Mais derrière l'apparent succès fondé sur d'innommables arnaques et une absence totale de morale, c'est tout un empire érigé à coup de dessous de table, de mensonges, de tromperies, de fêtes toutes plus invraisemblables et orgiaques les unes que les autres, de coke et de sexe, d'argent apparemment facile, d'arnaques et de sentiments faux qui est sur le point de s'effondrer. Il faudra pour cela que ce pur "mâle dominant" qu'est Oscar Martello, cet homme au ventre (symbolique) énorme (il est plutôt physiquement bel homme), soit poursuivit des assiduités d'un inspecteur milanais spécialiste du blanchiment d'argent, doublées d'une épouse (vaguement) éplorée mais très intéressée par le capital de son futur ex-époux pour que la fin de cet énorme mensonge d'une vie advienne enfin, chaotique et cataclysmique. Sans oublier, pour faire bonne mesure, la sordide affaire de moeurs, vieille de vingt ans, surgissant des placards à la suite de la découverte morbide de la jeune actrice suicidaire.

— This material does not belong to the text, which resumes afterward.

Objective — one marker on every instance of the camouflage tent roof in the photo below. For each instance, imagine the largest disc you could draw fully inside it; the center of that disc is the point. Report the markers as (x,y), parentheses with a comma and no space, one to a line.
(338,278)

Indéniablement, "Nous dormirons quand nous serons vieux" se lit vite : style facile, souvent très proche du langage quotidien parlé, quand il n'est pas simplement vulgaire, phrases courtes, vives, rythmées ; histoire plus ou moins cousue de fil blanc ; personnages creusés juste ce qu'il faut pour leur donner un enrobage crédible, mais d'une psychologie primaire et souvent caricaturale ; décors posés à la hâte mais suffisamment évocateur pour se faire une idée des lieux et des atmosphères sans être trop pesant à qui n'apprécie guère les descriptions détaillées... Avec ce premier roman, l'italien Pino Corrias donne donc un texte sans anicroche, sans difficulté majeure mais sans grand relief, malgré le côté volontairement comedia del arte de l'intention et du résultat. Ne sachant définitivement choisir entre comédie de moeurs, histoire d'amour et d'amitié tristes, intrigue vaguement policière, critique sociale d'un certain milieu, aisé et même très riche, souvent parvenu, bien plus malin que réellement intelligent, sans culture ni morale et ou se mêlent sans joie profiteurs, menteurs, arnaqueurs, drogués, alcooliques mondains et dépressifs, l'auteur transalpin finit par faire ressembler son ouvrage à ce qu'il souhaite visiblement peindre : cette Italie d'une certaine classe supérieure - une classe sans "la classe", pourrait-on dire -, digne héritière des années Berlusconi, plus parasite que réellement créatrice ni créative car à force de démonstrations poussives et répétées, à force de mélanger les genres, c'est l'ennui qui s'empare très rapidement du lecteur lequel, même supputant bien des éléments véridiques dans ce qu'il découvre du monde du show-bizz, finit par s'en désintéresser peu à peu, se rassurant du seul fait que l'ouvrage est d'une lecture facile - à défaut d'être réellement agréable - quoi que parfaitement inutile et lassante. Rien de plus détestable que d'éprouver ce sentiment d'avoir perdu quelques heures à lire un récit dont on sait qu'on n'en retirera pas grand chose, à peine quelques moments simplement agréables, une fois définitivement refermé.